According to the American automotive news website autoevolution reports, the BMW ConnectedDrive portal there are two“zero-day exploit”that could be used by hackers to control the multimedia device associated with the vehicle settings.
The so-called“zero-day”refers to not yet have a method of repair or patch the vulnerability. That is to say, Now there is no way to fix these vulnerabilities.
ConnectedDrive is the BMW car infotainment system name. The system can be in-car use, or through a series-connected mobile application allows drivers through the Mobile Device Management of vehicle settings. The service has a mobile app and web version. According to media Softpedia reported, the ConnectedDrive web version seems to be the security chain the weakest link.
Vulnerability Labs Vulnerability Lab security researcher Benjamin koontz·Mei Jerry Benjamin Kunz Mejri has been in the BMW ConnectedDrive portal on the release of the above two“zero-day”。 He has advance notice of the BMW and 5 months ago and BMW is aware of this matter.
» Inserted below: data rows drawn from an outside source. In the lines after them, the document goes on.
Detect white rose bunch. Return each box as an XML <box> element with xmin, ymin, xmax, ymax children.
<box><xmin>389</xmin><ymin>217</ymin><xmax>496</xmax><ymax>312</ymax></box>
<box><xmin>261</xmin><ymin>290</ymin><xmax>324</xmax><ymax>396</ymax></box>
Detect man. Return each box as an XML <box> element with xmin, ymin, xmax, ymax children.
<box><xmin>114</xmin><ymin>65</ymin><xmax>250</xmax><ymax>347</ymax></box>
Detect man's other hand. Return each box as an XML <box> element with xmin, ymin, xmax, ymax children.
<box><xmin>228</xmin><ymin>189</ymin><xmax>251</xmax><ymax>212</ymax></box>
This two vulnerabilities, one of which allows the user to access another user of the vehicle identification code VIN is. The VIN is for each user account of the vehicle ID. VIN code backup vehicle ConnectedDrive set to the user's account. In the portal changes to these devices will change the car settings, and included with the application. Its a safety hazard that, in addition to the ability to change the vehicle Radio preset addition, hackers can also open the user's e-mail, control the route, lock or unlock the vehicle. Hackers obtain the user's driving route, the user can know the Parking place, it is possible by remote unlock stolen vehicle. A second vulnerability is the portal password reset page cross-site scripting failure, which may bring phishing attacks and other computer security issues. The BMW company has not yet been published for this event in the comments.